神经机器翻译自导课程学习 (Self-Guided Curriculum Learning for Neural Machine Translation)

In the field of machine learning, the well-trained model is assumed to be able to recover the training labels, i.e. the synthetic labels predicted by the model should be as close to the ground-truth labels as possible.
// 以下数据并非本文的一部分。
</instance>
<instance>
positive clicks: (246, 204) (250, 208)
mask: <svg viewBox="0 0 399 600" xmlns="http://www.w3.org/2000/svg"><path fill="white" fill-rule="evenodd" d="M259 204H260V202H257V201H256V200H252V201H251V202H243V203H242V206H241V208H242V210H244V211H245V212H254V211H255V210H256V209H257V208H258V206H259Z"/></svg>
Inspired by this, we propose a self-guided curriculum strategy to encourage the learning of neural machine translation (NMT) models to follow the above recovery criterion, where we cast the recovery degree of each training example as its learning difficulty. Specifically, we adopt the sentence level BLEU score as the proxy of recovery degree. Different from existing curricula relying on linguistic prior knowledge or third-party language models, our chosen learning difficulty is more suitable to measure the degree of knowledge mastery of the NMT models. Experiments on translation benchmarks, including WMT14 English$\Rightarrow$German and WMT17 Chinese$\Rightarrow$English, demonstrate that our approach can consistently improve translation performance against strong baseline Transformer.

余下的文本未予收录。